The second thing the personality said to me was “don’t come close to me, I just want to eat my food in peace and get back to class” but alas the poker face and cold shoulder was no match for me, just as the gazelle ain’t no match for the leopard on the hunt. In fact she either had no experience with the fervor with which boys like me adore the no-nonsense look or she underestimated the extent of my loneliness.
One way or another, that episode ended with me scaling Mount Everest, swimming the English Channel, fording the Atlantic Ocean and spending a night in embattled Mali. Therefore for all these heroics and others here unmentioned, I was rewarded with her pin. My victory smile and sigh of relief outdid that of Usain Bolts as he tried slowing down after breaking new grounds and winning his 6th Olympic medal in sprinting.
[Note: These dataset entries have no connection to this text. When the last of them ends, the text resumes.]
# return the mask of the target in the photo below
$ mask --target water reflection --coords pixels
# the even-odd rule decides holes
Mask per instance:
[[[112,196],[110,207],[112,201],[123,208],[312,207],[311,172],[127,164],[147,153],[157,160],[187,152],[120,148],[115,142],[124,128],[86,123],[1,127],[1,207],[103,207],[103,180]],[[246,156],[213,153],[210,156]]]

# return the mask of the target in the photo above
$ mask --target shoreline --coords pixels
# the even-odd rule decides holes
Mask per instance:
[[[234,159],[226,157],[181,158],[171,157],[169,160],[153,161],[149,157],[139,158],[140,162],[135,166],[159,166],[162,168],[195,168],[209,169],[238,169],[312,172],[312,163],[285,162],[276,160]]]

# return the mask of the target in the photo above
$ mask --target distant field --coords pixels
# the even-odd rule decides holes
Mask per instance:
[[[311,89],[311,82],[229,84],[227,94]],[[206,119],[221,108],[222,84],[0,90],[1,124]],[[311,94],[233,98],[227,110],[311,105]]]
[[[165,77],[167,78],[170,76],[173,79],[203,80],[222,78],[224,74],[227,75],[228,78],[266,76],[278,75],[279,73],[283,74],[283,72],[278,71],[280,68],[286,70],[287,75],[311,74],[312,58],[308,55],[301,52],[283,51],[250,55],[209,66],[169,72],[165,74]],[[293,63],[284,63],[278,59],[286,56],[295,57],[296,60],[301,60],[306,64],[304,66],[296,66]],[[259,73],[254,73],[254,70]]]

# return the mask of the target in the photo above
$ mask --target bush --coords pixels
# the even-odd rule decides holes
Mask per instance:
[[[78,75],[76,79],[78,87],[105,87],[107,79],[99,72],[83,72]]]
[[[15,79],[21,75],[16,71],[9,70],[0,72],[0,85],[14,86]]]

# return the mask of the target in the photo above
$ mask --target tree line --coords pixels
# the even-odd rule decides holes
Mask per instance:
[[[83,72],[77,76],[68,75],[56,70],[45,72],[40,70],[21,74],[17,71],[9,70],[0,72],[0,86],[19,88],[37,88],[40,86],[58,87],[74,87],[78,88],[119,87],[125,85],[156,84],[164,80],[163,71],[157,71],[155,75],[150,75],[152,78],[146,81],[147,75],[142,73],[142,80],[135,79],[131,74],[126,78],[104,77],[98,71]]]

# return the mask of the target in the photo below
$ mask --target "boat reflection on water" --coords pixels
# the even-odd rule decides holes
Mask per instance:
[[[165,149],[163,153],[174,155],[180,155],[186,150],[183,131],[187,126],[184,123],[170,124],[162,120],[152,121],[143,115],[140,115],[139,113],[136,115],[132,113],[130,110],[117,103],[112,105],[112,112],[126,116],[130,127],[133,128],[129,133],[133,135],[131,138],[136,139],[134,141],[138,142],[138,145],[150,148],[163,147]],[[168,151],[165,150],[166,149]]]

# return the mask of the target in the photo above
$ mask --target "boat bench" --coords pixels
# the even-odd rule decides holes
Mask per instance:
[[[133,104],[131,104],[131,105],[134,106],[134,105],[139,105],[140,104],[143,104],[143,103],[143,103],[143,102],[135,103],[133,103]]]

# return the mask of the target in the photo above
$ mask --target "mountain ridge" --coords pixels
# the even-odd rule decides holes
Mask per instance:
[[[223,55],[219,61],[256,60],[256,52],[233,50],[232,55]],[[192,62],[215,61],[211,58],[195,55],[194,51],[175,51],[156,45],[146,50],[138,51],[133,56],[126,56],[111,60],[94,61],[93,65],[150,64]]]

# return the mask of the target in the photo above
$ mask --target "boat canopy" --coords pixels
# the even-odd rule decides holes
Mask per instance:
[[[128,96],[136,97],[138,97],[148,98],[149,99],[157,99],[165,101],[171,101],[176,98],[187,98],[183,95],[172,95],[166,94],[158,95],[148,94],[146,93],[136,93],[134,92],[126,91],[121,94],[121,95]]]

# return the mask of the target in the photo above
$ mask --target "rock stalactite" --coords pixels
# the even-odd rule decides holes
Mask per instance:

She was cute, small and dark skinned. I’ve always being intrigued and attracted by the light-skinned carriers of the double X chromosome but this was different. There was something different about her. A sparkle in those brooding eyes that was being suppressed, a once huge fire beneath those luscious lips that was now banked. Obviously there was something wrong and I wanted to fix it. There was a smile struggling to burst out that serious face and I had to help it out. I almost vowed to make it my life mission to make her happy but then I recalled the Home Video I had seen as a kid about oath-taking and immediately crossed myself. Pope Benedict would have being proud of my commitment.
A couple of things had put me in the advantage, first was that I and some of my friends had already been in the eatery before she came, so I had the home effect in my favor. second was the fact that the place was kinda crowded and I was the only person sitting alone at a table, so after ordering, it was only natural that she sat next to me, but not “with” me.
As she sat down I gave her a tentative polite smile which was met with a straight face. This was a technique I liked to call le reverse interrogation. By her reaction I could already tell that nowhere would be gotten by fawning over her, so I deliberately gave her another smile, a big boy nod, focused on my food and proceeded to forget the fact that she existed.
The plong plonging of her blackberry brought my attention back to her. By this time we were both done eating and the game was on. she waiting for me to make the move and me enjoying watching her wait for me to make the move. After bout 5 minutes I could tell she was getting restless and decided to put her out of her misery.
After much rumination and cud-chewing, I decided to use a line coined by the Maestro of virtual and practical hook-ups: vunderkind. so I leaned back on my seat, turned up the wattage of my sexy smile and said;
“Can I tickle your nipples with a feather?”
Hold up! I hear mama’s shuffling footsteps and I haven’t even made the soup. I haff gast to GO!